Erica keluar dari kamar dan menggaruk kepalanya saat dia berjalan pergi.
Saat dia keluar dari biara, seorang anak laki-laki yang sedang mengayunkan pedang kayu di halaman menghentikan tindakannya dan dengan riang melambaikan tangannya ke arahnya.
"Hei, apakah kamu melarikan diri?"
Mengabaikannya dan lewat, bocah itu dengan cepat mengikutinya.
“Kamu seharusnya mengendalikan kekuatanmu. Meskipun pria itu sangat menyebalkan, mematahkan hidung seseorang terlalu berlebihan, bukan? Hal kejam macam apa yang harus dilakukan pada seseorang yang sudah jelek?”
Pada saat itu, anak laki-laki lain yang sedang duduk di batu terdekat sambil membaca buku mendekat dan bertanya, “Apa kata atasan ibu?”
Erica mengangkat bahu dan menjawab, "Bawalah kayu bakar sampai makan siang."
"Apa? kamu bahkan tidak dihukum? Bagaimanapun, atasan ibu pasti terlalu lunak. Kamu seharusnya dikurung di suatu tempat selama setengah hari…”
"Diam."
Saat Erica mengangkat kakinya seolah ingin menendang, anak laki-laki lainnya, Tom, yang menggerutu, tersentak dan melangkah mundur. Itu adalah tindakan refleksif yang sering dia lakukan. Bocah yang membaca buku itu bernama Heron.
“Yah, pokoknya, ayo pergi. Aku akan membantumu.”
Erica adalah satu-satunya yang telah melakukan kesalahan, tetapi dua lainnya juga mengambil kapak mereka dan pindah ke hutan seolah itu wajar.
Mereka bertiga, yang tumbuh bersama di biara sejak kecil, seperti Three Musketeers dari Biara Robelgio, selalu bersatu tidak peduli apa yang mereka lakukan.
Aduh!
Saat mereka duduk di posisi mereka dan memotong kayu sebentar, Tom menyeka keringat dari dahinya dan berkata, “Hei, apakah kalian mendengar tentang ini? Sir Clendam, salah satu ksatria di biara, akan pergi ke sekte di Biara Santea.”
“Aku mendengar tentang itu. Dia adalah ksatria muda yang sangat berbakat di antara para ksatria di biara, jadi tidak mengejutkan.”
Clendam adalah seorang ksatria muda yang terampil di antara para ksatria di biara.
"Hei, aku ingin menjadi ksatria sejati suatu hari nanti dan dipanggil oleh orang-orang hebat itu juga."
"Bangun.
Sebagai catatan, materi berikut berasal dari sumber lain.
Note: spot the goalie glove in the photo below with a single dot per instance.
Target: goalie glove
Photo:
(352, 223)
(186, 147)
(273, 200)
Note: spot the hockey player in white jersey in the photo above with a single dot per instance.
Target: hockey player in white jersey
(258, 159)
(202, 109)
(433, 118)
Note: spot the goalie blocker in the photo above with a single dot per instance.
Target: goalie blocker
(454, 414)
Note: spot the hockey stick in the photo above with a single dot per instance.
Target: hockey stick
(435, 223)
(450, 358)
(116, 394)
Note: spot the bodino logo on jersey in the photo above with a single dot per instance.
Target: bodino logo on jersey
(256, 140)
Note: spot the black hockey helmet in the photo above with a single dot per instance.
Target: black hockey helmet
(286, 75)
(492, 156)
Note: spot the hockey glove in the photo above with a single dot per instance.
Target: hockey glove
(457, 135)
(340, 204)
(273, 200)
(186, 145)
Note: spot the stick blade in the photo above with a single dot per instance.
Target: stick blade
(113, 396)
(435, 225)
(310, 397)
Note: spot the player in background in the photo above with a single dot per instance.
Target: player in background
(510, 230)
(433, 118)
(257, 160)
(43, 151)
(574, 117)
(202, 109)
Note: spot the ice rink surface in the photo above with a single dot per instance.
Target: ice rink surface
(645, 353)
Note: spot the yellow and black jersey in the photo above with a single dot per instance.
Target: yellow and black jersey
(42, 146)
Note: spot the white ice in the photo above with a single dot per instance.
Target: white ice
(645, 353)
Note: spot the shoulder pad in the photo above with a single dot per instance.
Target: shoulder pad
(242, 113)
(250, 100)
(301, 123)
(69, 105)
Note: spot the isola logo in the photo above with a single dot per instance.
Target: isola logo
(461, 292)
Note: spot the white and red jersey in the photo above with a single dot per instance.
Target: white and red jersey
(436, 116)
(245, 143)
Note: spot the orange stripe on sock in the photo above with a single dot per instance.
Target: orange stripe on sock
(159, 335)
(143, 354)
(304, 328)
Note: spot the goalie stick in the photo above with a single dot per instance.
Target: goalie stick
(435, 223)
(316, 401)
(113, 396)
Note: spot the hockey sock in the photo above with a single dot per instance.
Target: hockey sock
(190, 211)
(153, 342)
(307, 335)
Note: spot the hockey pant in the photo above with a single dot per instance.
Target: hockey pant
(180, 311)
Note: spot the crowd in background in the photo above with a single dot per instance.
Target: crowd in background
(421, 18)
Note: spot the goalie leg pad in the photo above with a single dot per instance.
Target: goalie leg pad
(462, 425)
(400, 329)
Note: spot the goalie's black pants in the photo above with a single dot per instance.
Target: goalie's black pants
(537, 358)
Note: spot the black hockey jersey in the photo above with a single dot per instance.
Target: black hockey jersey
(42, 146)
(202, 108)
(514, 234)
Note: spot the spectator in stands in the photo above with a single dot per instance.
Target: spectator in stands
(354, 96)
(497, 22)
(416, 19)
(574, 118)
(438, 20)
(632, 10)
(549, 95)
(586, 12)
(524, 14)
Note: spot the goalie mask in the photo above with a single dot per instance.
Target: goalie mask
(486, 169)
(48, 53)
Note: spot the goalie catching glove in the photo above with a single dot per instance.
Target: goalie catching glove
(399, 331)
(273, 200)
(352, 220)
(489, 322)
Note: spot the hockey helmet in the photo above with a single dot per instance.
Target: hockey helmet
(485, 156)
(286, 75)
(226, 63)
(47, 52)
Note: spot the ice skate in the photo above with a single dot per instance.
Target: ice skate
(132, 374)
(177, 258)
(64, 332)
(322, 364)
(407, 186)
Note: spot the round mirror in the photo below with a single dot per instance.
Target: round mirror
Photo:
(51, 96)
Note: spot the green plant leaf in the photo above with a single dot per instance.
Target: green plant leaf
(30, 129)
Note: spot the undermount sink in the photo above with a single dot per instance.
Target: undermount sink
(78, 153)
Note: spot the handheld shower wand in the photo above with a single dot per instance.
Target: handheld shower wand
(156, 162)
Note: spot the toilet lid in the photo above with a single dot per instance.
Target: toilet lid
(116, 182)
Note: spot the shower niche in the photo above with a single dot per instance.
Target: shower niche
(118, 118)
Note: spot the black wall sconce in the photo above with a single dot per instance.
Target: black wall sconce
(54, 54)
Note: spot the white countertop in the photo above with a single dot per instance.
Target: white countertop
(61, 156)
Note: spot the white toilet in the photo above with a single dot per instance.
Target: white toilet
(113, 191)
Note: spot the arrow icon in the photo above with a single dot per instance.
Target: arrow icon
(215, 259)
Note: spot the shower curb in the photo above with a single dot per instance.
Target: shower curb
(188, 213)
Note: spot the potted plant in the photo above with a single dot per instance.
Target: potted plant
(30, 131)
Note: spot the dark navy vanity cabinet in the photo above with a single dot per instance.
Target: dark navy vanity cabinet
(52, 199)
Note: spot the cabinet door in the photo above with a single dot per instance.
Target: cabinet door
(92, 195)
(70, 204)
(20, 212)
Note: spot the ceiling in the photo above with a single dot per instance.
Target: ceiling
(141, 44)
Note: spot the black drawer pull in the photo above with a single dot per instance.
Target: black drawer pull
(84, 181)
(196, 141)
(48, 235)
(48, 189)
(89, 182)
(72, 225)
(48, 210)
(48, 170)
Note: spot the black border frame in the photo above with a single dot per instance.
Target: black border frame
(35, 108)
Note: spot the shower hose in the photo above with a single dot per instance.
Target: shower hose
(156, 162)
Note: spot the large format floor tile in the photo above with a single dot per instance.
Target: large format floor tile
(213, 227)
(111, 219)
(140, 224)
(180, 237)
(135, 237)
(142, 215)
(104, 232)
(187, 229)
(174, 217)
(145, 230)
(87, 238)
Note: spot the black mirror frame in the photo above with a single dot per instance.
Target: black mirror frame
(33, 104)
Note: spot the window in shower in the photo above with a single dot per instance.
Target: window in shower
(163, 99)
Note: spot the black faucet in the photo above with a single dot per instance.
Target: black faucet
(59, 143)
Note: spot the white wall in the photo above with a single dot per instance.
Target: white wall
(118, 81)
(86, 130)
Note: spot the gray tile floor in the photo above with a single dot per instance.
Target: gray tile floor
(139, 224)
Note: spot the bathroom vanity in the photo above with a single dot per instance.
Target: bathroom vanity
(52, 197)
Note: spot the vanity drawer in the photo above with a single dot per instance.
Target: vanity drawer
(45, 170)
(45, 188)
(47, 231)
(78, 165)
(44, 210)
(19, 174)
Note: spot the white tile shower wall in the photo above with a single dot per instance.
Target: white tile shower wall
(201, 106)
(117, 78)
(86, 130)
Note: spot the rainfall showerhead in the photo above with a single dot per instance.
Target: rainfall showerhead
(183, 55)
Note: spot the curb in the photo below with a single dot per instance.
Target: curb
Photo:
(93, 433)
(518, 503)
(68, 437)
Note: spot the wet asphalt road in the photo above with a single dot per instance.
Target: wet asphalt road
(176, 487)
Apa yang kamu impikan?”
"Apa yang salah dengan aku? Apa ada orang seusiaku, selain Erica, yang bisa menggunakan pedang lebih baik dariku?”
Tom bertanya kepada Erica, yang diam-diam memotong kayu, “Hei Erica, bagaimana denganmu? Apakah kamu tidak ingin menjadi seorang ksatria?
"Aku tidak tertarik," jawabnya.
Tom membalas, “Ayolah, kamu selalu mengatakan itu, tapi kamu berlatih ilmu pedang lebih keras dariku. Kamu hanya tidak jujur pada dirimu sendiri.”
Erica memutar lidahnya dan melempar kapaknya, berkata, “Aku akan mengambil air.”
Dia meninggalkan keduanya dan berjalan menuju sungai yang mengalir.
Saat dia berjalan sendirian di jalur hutan, sesuatu menarik perhatiannya.
“……?”
Dia menyipitkan matanya dan melihat sosok di kejauhan. Segera, matanya melebar.
Itu karena seorang pria pingsan di tengah hutan.